Land, Law and Leverage: The Geopolitics of Territory in Peace Negotiations
- Matthew Parish
- Aug 16
- 3 min read

Few issues in international diplomacy are as intractable as the question of territory. Borders are not only lines on a map but symbols of sovereignty, resources, identity and survival. When wars end, the fate of land often determines the durability of peace. In Ukraine, the geopolitics of territory has become the central obstacle to any meaningful negotiation with Russia. Understanding how land, law and leverage intertwine sheds light on why peace remains so elusive, and why territorial disputes so often prolong conflict rather than resolve it.
Land as the currency of war
Territory is the most tangible prize in war. Armies march to capture it; civilians cling to it as the locus of their homes and histories. For aggressors, land is a demonstration of strength and expansion. For defenders, it is existential. In Ukraine, Russia’s seizure of Crimea in 2014 and its subsequent recognition of supposed “people’s republics” in Donetsk and Luhansk marked a return to nineteenth-century geopolitics, in which land grab was the measure of power. Each village or town captured became a bargaining chip to be traded, or at least a pressure point to extract concessions.

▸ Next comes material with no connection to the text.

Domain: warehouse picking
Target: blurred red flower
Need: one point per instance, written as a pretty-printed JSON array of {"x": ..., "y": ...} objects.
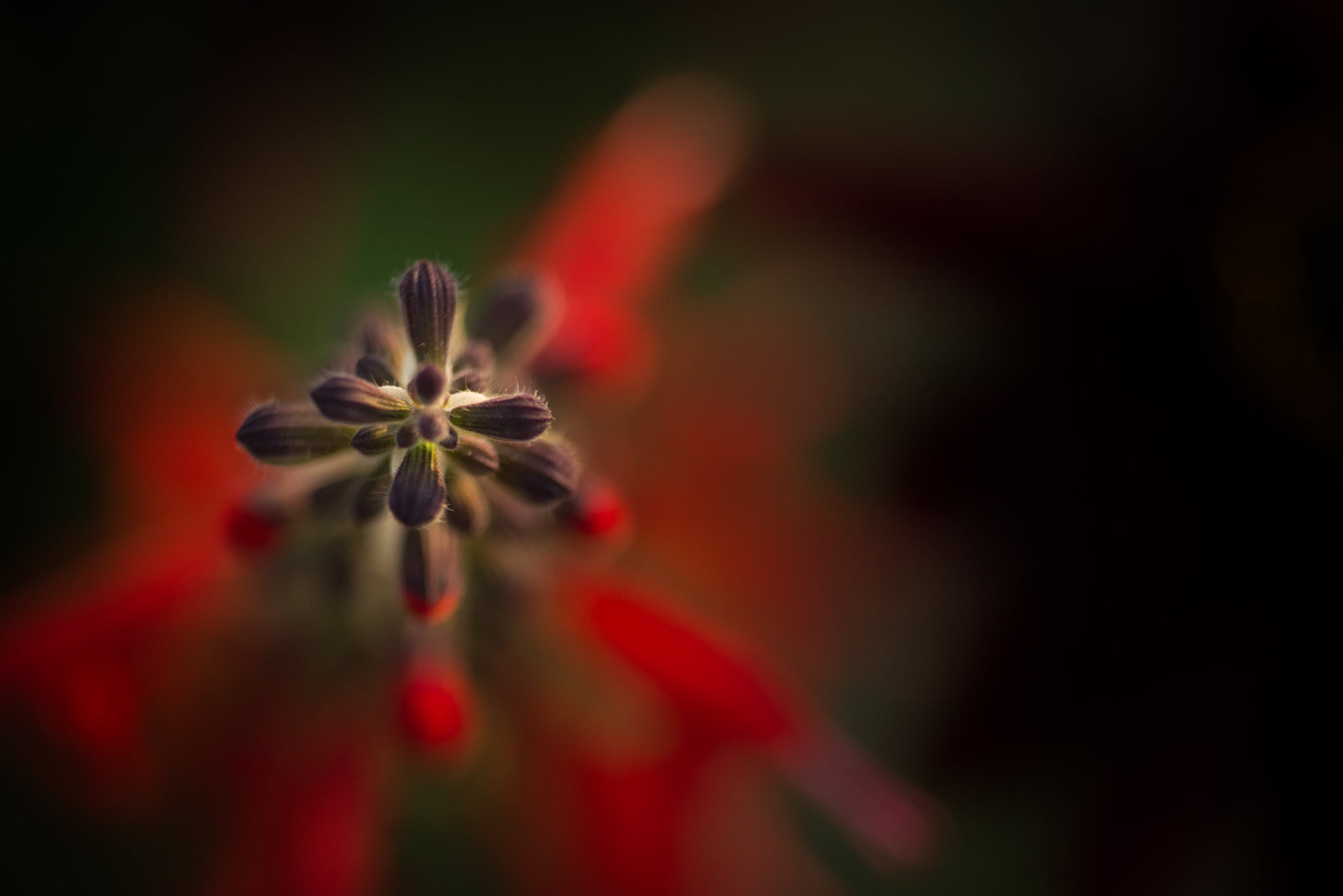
[{"x": 143, "y": 679}]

For Ukraine, however, land cannot be reduced to a token of exchange. Every hectare lost is a diminishment of sovereignty, every compromise a wound to the principle enshrined in the post-World War II international order that borders cannot be redrawn by force. This asymmetry creates a paradox: for Russia, territory is leverage; for Ukraine, it is principle. And principles are rarely traded away without political collapse.
The role of law
International law aspires to resolve this paradox by enshrining the principle of territorial integrity. The United Nations Charter prohibits the acquisition of territory by force, and numerous conventions reaffirm this norm. Yet law by itself does not settle disputes: it provides a framework, but enforcement depends upon political will and power.

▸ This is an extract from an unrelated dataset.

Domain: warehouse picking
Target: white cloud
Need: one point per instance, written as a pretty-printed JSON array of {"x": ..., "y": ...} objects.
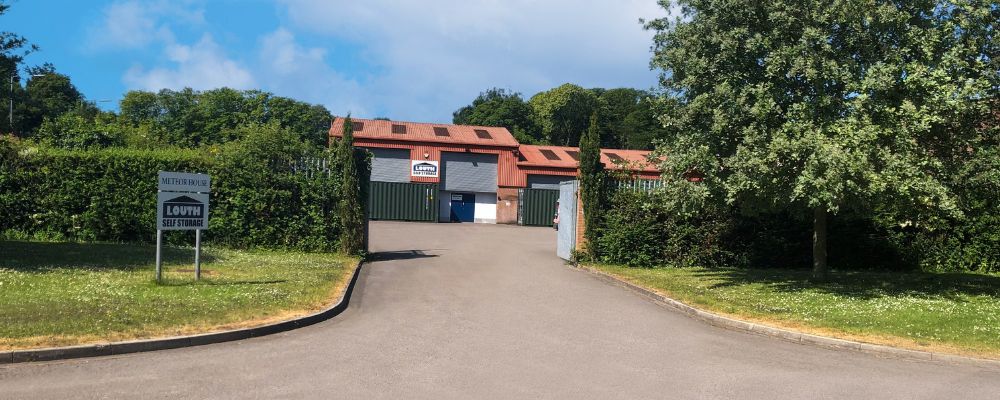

In the case of Ukraine, international law is unambiguous. Russia’s annexations of Crimea, Donetsk, Luhansk, Kherson and Zaporizhzhia are illegal. Yet illegality alone does not restore territory. The law becomes a rhetorical weapon: Ukraine invokes it to rally international support; Russia seeks to bend or reinterpret it, insisting upon dubious referenda or historical claims. The battlefield thus extends into the courtroom of global opinion, where states choose sides according to interests as much as norms.
Leverage in negotiations
Territory functions as leverage not only because of its physical importance but also because of the symbolism attached to it. A city such as Mariupol is not merely a port; it is a symbol of resilience and suffering. To cede such a city would be to dishonour those who fought for it. Conversely, Russia’s insistence upon retaining Crimea reflects not only its military value but its centrality to Russian national mythology.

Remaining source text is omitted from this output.